“Fregheremo chi tifa contro”. L’ha detto a Quinta Colonna, su Rete 4, dove si trovava, a suo agio e la cosa non è sfuggita al Corriere. Sì, fregali tutti, Matteo. L’importante è vincere non convincere. Piegare il Senato, “spianare” Bersani e D’Alema, che sono…vecchi! Perché l’imprenditore è un datore non un prenditore. E sottilizzare pretendendo che i Riva non siano come quelli che investono sulle maestranze è “ideologico”, memoria vecchia, cioè “muffa”. E i sindacati? “Un’ora sola ti vorrei”, sfotte Repubblica. Li vede in fretta, dalle 8 alle 9. “Chi non muore si rivede”, Giannelli. E loro devono correre, per non morire.
Fiducia? Il Senato dovrebbe già avere molta fiducia nel governo per votare una legge delega, che gli consentirà di cambiare le regole del lavoro senza controlli parlamentari. Ma a Renzi non basta, vuole fiducia sulla delega, niente dibattito, si passi sotto la presidenza a gridare sì, chi dirà no o si asterrà sappia che potrebbe far cadere il governo, precipitando il paese nella crisi, sul tema del lavoro, il giorno stesso in cui la Merkel viene a Milano a parlare di lavoro. Gufo, avvoltoio, casta che difende se stesso, anti italiano. Trappola! E trappola alla cieca, perché il governo deve ancora presentare il maxi emendamento che avrebbe dovuto tener conto del documento approvato in direzione e dei 7 emendamenti di minoranza. Ma l’emendamento ancora non c’è. E che scherziamo, volete conoscerlo prima? Matteo non concede vantaggi a chi lo critica: fiducia o sfiducia, spianati o smerdati. Alla cieca. Dice Elle Kappa: “Fiducia su che cosa? Adesso ha fretta, poi ce lo spiega!”.
Scrive il Fatto quotidiano: “Renzi distrugge la sinistra”. Altolà. La sinistra si è già distrutta. Renzi non è la causa ma la conseguenza. Non dategli tanta importanza, che si diverte. Non è Renzi il portatore di una concezione autoritaria e bonapartista. Non in modo consapevole. È il prodotto di un lungo e reiterato vilipendio alle istituzioni. Consumato da uomini e partiti che le istituzioni hanno occupato e da campagne populiste e interessate.
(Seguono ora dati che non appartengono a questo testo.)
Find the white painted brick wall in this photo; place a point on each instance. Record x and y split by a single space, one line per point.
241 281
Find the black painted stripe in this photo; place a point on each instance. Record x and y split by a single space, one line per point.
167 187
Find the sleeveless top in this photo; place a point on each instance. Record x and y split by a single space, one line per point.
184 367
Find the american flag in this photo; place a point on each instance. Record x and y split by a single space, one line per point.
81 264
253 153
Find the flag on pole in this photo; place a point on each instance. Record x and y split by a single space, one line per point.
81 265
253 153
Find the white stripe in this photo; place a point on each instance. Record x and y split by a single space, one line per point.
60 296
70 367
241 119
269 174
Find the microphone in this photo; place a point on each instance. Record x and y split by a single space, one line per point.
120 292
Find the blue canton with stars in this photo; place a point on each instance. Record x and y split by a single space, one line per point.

“Salvate i parlamentari da tentazioni populiste” scrive sul Corriere uno degli ultimi intellettuali che ci restano, Claudio Magris. E ogni tentazione populista ha bisogno del suo demagogo populista. “Un conto è Cesare, che aveva dalla sua molti lazzaroni moralmente e civilmente inferiori alla classe aristocratica dei Catone e dei Bruto, ma che capiva assai meglio degli altri il futuro ed era certo più avanzato; un’altra cosa è Perón («dal disastro facile, ma spensierato», come lo definì Montanelli). Forse l’unico che ha saputo conciliare il rapporto carismatico e diretto con le folle e il rispetto, anzi il salvataggio delle libertà e della democrazia parlamentare, è stato De Gaulle, probabilmente il più grande uomo politico che abbia avuto l’Occidente nella seconda metà del Novecento”. Renzi purtroppo non è Cesare né De Gaulle e neppure Peron. Ha un po’ di Grillo, un po’ Berlusconi. Interviene sulle vite nostre e della democrazia come se stesse ancora giocando alla Ruota della Fortuna.
Basta. “La politica tornerà a essere cura della Polis, della cosa pubblica, dell’esistenza comune, soltanto se nascerà una nuova «classe politica» degna di questo nome”. Ancora Magris. Voterò la fiducia? Ho criticato il PCI quando ha cambiato nome solo per opportunismo. Non ho condiviso la deriva plebiscitaria e leaderistica di Veltroni, la successiva subalternità a Berlusconi, l’annichilamento nella seconda fase del governo Prodi. E meno che meno lo sproposito delle larghe intese, imposto da Napolitano. Infine non ho votato la riforma del Senato, voluta da Renzi, sgangherata e illiberale, per meglio sottolineare chi fosse il padrone. Farò quel che è nelle mie forze per far nascere una “classe politica degna del nome”. In Senato o fuori. Nel Pd o solo nella sinistra. Che non è solo un nome, è ancora un’idea.